Antonioni gioca sugli spazi facendo sparire pareti, e modificando non soltanto il punto di vista, ma la percezione dello spazio. Con la notte, montaggio sovraimpressione, overlapping, e anche in questo film, quando confessa che ha tentato il suicidio (non era un incidente, “l’incidente”), e questo overlapping, montaggio sovraimpressione, è contestuale allo scavalcamento di campo, e anche nell’Avventura lo scavalcamento di campo sarà importante per il cambiamento di rapporto tra i due personaggi.

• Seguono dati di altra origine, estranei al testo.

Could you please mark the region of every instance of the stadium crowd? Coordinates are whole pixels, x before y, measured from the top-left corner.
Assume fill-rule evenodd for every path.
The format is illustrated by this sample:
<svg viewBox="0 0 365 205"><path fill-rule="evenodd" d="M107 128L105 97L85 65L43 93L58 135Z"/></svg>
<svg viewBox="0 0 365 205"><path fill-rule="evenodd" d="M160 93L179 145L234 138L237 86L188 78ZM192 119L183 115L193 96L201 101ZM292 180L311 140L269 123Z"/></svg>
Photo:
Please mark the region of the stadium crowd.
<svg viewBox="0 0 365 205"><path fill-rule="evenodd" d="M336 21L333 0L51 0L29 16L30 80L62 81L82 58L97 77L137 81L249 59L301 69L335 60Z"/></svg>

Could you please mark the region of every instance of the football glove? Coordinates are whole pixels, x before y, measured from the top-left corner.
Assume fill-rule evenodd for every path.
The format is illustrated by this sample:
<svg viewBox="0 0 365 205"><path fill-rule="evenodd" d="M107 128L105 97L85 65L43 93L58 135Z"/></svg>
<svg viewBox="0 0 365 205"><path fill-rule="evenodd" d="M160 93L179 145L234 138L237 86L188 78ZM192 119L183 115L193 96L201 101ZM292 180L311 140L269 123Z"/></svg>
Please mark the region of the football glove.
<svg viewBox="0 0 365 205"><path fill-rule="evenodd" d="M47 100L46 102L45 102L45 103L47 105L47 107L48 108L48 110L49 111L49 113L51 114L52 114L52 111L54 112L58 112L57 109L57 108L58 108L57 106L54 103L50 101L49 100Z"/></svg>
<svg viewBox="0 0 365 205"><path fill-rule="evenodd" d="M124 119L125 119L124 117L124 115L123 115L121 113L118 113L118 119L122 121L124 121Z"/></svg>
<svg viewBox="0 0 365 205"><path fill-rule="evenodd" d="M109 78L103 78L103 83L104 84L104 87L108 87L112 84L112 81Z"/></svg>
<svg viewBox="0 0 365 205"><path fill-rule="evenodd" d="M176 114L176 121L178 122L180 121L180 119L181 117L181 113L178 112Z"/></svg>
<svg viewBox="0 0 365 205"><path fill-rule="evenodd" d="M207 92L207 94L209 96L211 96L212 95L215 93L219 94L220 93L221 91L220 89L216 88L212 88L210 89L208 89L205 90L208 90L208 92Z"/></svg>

  1. Violazione scardinamento dello spazio, dell’unità spaziale della scena
  2. Sovraimpressione del montaggio e Scavalcamento di campo; La stessa corsa della protagonista verso la macchina, prima ripresa alle spalle, poi di fronte, e il montaggio sovraimpresso che lei fa due volte lo stesso movimento.

La donna di Deserto Rosso

Antonioni usa il colore non naturale, per descrivere lo stato d’animo, colorando un oggetto o gli oggetti, ad es. la stanza rosa. Antonioni è convinto della maggior sensibilità che ha la donna rispetto all’uomo, ed è utilizzata per mostrare agli spettatori i cambiamenti epocali che sono avvenuti in Italia e nel mondo industrializzato degli anni 50 – 60, che riguardano anche il rapporto dell’uomo con se stesso. Il deserto rosso è l’altra faccia de La Notte, la donna come termometro sensibile che subisce e soffre l’industrializzazione della società e l’individualismo violento che nasce dai consumi, la solitudine e la distruzione della famiglia, con suo marito Ugo impegnato in fabbrica, poi parte per Londra e se ne va. (Anche se alla fine del film, e nell’inquadratura finale ci dà l’idea della guarigione di Giuliana, della sua accettazione, con  la frase degli uccellini che sanno dove è il veleno, e lì non ci vanno; poi l’inquadratura della fabbrica non è più sfocata, fuori fuoco come all’inizio, e quindi mi viene da pensare che lo spettatore che è cieco di fronte a questo problema dell’inquinamento, seguendo il percorso della malattia di Giuliana, nella sua percezione, riesca poi a convivere e ad avere una maggiore consapevolezza di questo problema). Antonioni sul fattore dell’incidente dice di avere fatto un errore narrativo; nel film asserendo che è dall’incidente che lei non riesce più a ingranare, ma Antonioni voleva dirci che Giuliana aveva tentato il suicidio con un incidente per disperazione, perché si sentiva già sola, abbandonata dal marito, in una posizione di totale inutilità esistenziale; nella piattaforma parla a Corrado del suicidio, ma non ci dice che l’incidente è stato causato da lei che si era buttata contro un camion intenzionalmente per farla finita. Ha subito la violenza di una società intera industrializzata che divide le coppie, produce egoismo e solitudine, declina la figura squallida dell’uomo di affari che allunga le mani a tutte le donne e parla di se stesso come se fosse un grande signore, mentre è uno dei più volgari che ci sia. Appaiono tanti segnali di colore, non della pazzia o del delirio della protagonista, ma di un mondo che va verso l’inquinamento, la falsità totale dei rapporti umani, e il discorso dell’inquinamento (Il Primo rapporto scientifico è del 1972).

Il cineasta intuisce otto anni prima che molte cose del mondo si stanno perdendo e inquinando. Il film non appare più soltanto come fu definito allora come la visione del mondo di una protagonista impazzita e delirante, ma di una persona che sta male per determinate ragioni, per questo grosso cambiamento totale a cui non riesce a far fronte, un rovesciamento di Lidia. Il regista ci mostra la distruzione dell’ambiente da parte dell’industria.